Author Biography
Alison
Goodman is an award-winning author of YA fiction, including Singing the Dogstar Blues, the Eon/Eona duology, and The Dark Days Club. She lives in
Melbourne, Australia.
Published
By: HarperCollins
Year:
2008
ISBN:
987-0-7322-8800-6
Reading
Level: Grades 10 and up
Reader’s
Annotation:
No man in the Empire of the Celestial Dragons has
more elemental power than a Dragoneye. Can the newest Dragoneye, the crippled,
unassuming Eon, possibly fulfill all his duties – and do so without revealing
that “he” is actually a girl?
Plot
Summary:
In the Empire of the Celestial Dragons, twelve powerful
men known as the Dragoneyes live in alliance with the twelve energy dragons: elemental
beings, invisible to most mortals, that can control the Hua (life force) within all of nature. Each year, a twelve-year-old
boy is chosen to become a Dragoneye’s apprentice and eventually succeed him.
Among this year’s candidates is Eon, a crippled orphan with the rare ability to
see all the dragons. But his lame leg makes him an unlikely candidate, as does
his secret: “he” is actually a girl named Eona, who would be killed if her true
gender were revealed. No one is more astonished than Eona when the mighty
Mirror Dragon chooses her, not as an apprentice, but as a full-fledged
Dragonye.
Now
“Lord Eon,” Eona is thrust into the imposing world of the imperial court, with duties
for which she feels woefully unprepared. But with them come new allies, such as
the Contraire (transgender) Lady Dela and her bodyguard Ryko. Yet enemies appear
as well: first and foremost Lord Ido, a power-hungry Dragoneye whose scheming
endangers the whole empire. How can Eona escape the threat he poses – particularly
after he discovers her secret?
Critical
Evaluation:
This
book just might hold the record for “YA Fantasy Novel with the Most Names.”

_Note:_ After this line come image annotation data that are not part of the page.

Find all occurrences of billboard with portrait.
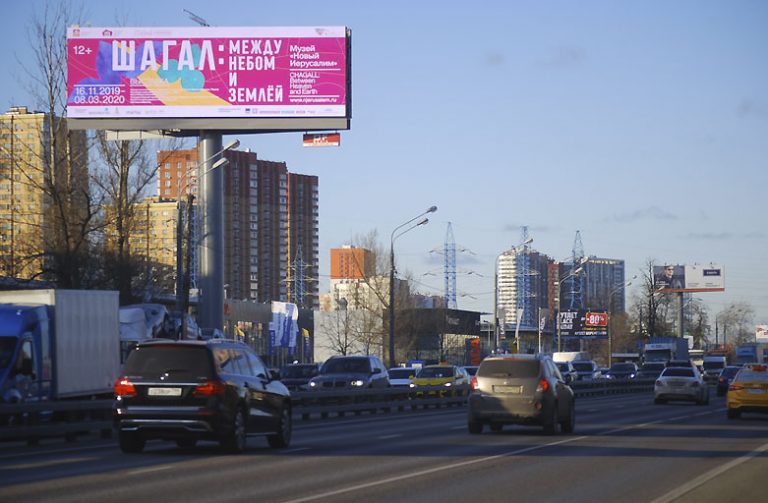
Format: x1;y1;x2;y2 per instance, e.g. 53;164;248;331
653;264;725;293
67;26;351;130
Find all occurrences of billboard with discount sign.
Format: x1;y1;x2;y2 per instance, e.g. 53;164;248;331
559;310;608;339
67;26;351;130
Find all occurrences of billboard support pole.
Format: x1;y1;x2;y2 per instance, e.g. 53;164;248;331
197;131;224;330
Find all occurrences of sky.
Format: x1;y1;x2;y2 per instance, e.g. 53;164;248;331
0;0;768;324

Originally published as The Two Pearls of
Wisdom, it’s since been retitled Eon:
Rise of the Dragonye, Eon: Dragoneye Reborn, and simply Eon. But regardless of what it’s called,
this book is an absorbing new spin on the time-honored plotline of “girl
disguised as a boy becomes a hero.” Set in an empire inspired by ancient China
and Japan, it offers a fascinating Chinese-inspired variation on dragon
mythology, depicting them not as monsters but as energy beings, effectively
gods, who grant humans the feng shui-inspired power to control the life force
in everything.
But for all its mythic enchantment,
this is no easy book to read. It’s a dark fantasy, set in a world of brutal social
restrictions, political intrigue and power struggles, in which villains and
heroes alike frequently resort to graphically described violence. Author
Goodman’s fairly melodramatic prose style makes the action all the more
disturbing. Nor is Eona a feisty warrior a la Mulan or Tamora Pierce’s Alanna,
but a realistically terrified, miserable victim of a bleak backstory,
disability, exploitation, abuse (including two near-rape scenes), and constant
looming danger. But her traumas and fragility make the payoff all the stronger
as she ultimately finds a Dragoneye’s courage and power within herself.
Like Pierce’s Alanna, Eona
rejects all femininity at first, but eventually realizes that embracing her womanhood makes
her stronger, not weaker. And lest any reader worry that this theme is
gender-essentialist, Goodman provides a stroke of genius by making Eona’s staunchest
court ally a transgender woman: the iron-willed yet fully feminine Lady Dela, always
referred to by “she/her” pronouns and whose transgender status is important but
never defines her. Dark though this story may be, its feminist themes
shine.
Curriculum
Ties:
•Fantasy
worlds
•East Asian mythology
•Feminism
•Transgender studies
Challenge
Issues:
•Violence
•Abuse
•Disturbing
imagery
•Infanticide
•Sexual and castration
references
•Attempted
rape
•Menstruation
and bodily function references
•LGBTQ
themes
Why
This Book?
While
the action might be too dark and disturbing for some tastes, and some of the
prose too melodramatic, this book’s feminist message, its transgender and
realistic trauma representation, and its perfumed atmosphere of Asian-inspired
mythology make it a captivating page-turner all the same.